Persevering savioursثابت قدم مسیحاییں
The News – Wednesday, December 24, 2008, By Aroosa Masroor, Karachi
Rescuing survivors of a disaster is possibly one of the toughest jobs one can do, and given the frequency of both natural and man-made disasters in Pakistan, rescue workers stand at constant vigil to protect citizens. Rozina Qadir, is one such worker who has been volunteering for people’s safety for over two years now.
At the age of 35, Rozina defies the stereotype that only men are fit for search and rescue operations. During each of her operations, Rozina’s life is on the line, but she faces all such missions fearlessly. She is one of nine females in a team of 40 members of FOCUS Humanitarian Assistance, an international crisis and response and disaster risk reduction agency, which has been working in Pakistan for over a decade now.
FOCUS was founded in 1998 by the Ismaili community and is affiliated with the Aga Khan Development Network in Pakistan. Operating in Karachi, Islamabad, Peshawar, the Northern Areas and Chitral, the team is trained in urban, mountain, avalanche, and water search and rescue.
More than their rigorous training, what is surprising is the commitment of these workers – all of whom are volunteers. From Karachi alone there are 20 members comprising professionals, students, and housewives. “I had always wanted to help humanity in some way, but when my children were younger, I knew I could not engage in an emergency operation. Now that they are older, I feel its time I give something back to society,” said Rozina, now a mother of three teenaged children.
Amyn Dossa, Chairman FOCUS Pakistan, believes it is all about commitment. “You can only become a rescue worker if you understand the value of human life and are committed towards serving humanity. No one can force or train you to be one unless you are convinced from within,” he said. He added that the team has been trained with the help of international rescue teams, including Avalanche and fire-fighting rescue workers from Sweden and France.
Moreover, Rapid UK regularly visits to train the Pakistani rescue team. Dossa, however, stressed that it is not just training that the workers need. “Possessing the right equipment and technical expertise is just as essential.”
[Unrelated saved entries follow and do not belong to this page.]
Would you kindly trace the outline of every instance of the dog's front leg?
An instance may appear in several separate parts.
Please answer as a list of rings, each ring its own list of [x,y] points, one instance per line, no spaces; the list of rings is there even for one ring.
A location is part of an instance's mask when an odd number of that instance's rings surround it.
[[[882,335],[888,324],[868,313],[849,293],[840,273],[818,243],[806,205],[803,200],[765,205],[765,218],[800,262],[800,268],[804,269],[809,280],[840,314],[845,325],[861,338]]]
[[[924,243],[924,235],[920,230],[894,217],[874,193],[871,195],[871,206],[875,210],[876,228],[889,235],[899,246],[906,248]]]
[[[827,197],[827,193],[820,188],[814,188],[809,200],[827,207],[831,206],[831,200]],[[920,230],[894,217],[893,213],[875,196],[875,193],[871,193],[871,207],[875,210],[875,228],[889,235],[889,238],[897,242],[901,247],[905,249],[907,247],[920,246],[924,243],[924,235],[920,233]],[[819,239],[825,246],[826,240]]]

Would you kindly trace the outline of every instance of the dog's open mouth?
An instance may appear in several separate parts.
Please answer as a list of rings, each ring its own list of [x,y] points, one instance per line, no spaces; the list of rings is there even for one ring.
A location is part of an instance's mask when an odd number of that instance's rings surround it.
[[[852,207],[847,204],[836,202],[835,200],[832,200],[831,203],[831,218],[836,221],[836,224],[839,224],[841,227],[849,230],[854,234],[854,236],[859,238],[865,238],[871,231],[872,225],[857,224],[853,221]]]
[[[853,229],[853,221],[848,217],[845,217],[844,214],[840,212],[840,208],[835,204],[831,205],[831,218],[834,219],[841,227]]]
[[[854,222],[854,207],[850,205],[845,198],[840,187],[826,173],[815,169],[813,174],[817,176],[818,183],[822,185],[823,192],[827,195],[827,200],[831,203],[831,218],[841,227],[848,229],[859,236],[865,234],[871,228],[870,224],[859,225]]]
Citing the example of the recent Marriott bomb blast in Islamabad, he said that government rescue teams were unable to evacuate the top floors of the hotel because they lacked the sophisticated equipment needed to carry out rescue operations.
In the aftermath of the October 2005 earthquake, FOCUS provided relief to victims initially in Margalla Towers, Islamabad and later in Balakot and Muzaffarabad. The team was also present in the recent Balochistan earthquake in October 2008. “Before the rescue operation begins,” said Dossa, “a Disaster Assessment Response Team first carries out the initial damage and needs assessment in the area after which the rescue team follows through.”
The team has not only responded to the disasters within the country, but also in neighbouring countries including China (during the May 2008 earthquake) and India (during the 2004 tsunami). Dossa added that the government recently approached FOCUS to train CDGK’s Urban Search and Rescue team, and is working in collaboration with the government’s National Disaster Management Authority. “It is difficult to work in isolation, and such efforts should be collective. In areas where FOCUS does not have access, we work in assistance with the Army too.”
When not working in disaster-struck areas, the team shifts its focus to disaster-prone areas of the country through its PMP (Prevention, Mitigation and Preparedness) programme. “Through the PMP programme, we have trained communities in ‘red zone’ areas of Gilgit and Chitral – two naturally hazardous regions of the country,” said Dossa, adding that people residing in these strong seismic zones were earlier unaware of the risks of living in the area. “An attitude change has been noticed.
People are now aware of the importance of such training, and this awareness in itself is a powerful source of motivation,” he said. This degree of self-reliance has helped women in the area overcome their fear too. “They feel safer and better prepared now,” he added.
During the training programme, necessary equipment is stored in each participating village as well. A standard emergency stockpile comprises blankets, shovels, tarpaulins, tents, ropes, torches, batteries, axes, bamboo poles, crowbars and first aid kits. “Satellite telephones for emergency communications have also been introduced.” When asked why more people have not volunteered for the programme in a span of ten years, Dossa explained: “The problem is that we do not value human life as we should. The need for more rescue teams will not be realised until we educate people and convince them to come forward.”
Keeping in mind the climate change and severe weather conditions, natural disasters across the world are expected to rise in the coming years, including Pakistan. “Urban and rural communities are equally vulnerable. We need to prepare ourselves so we can help minimise the impact of disasters.” For this, Dossa suggests that more volunteers like Rozina, irrespective of their gender or profession, should come forward.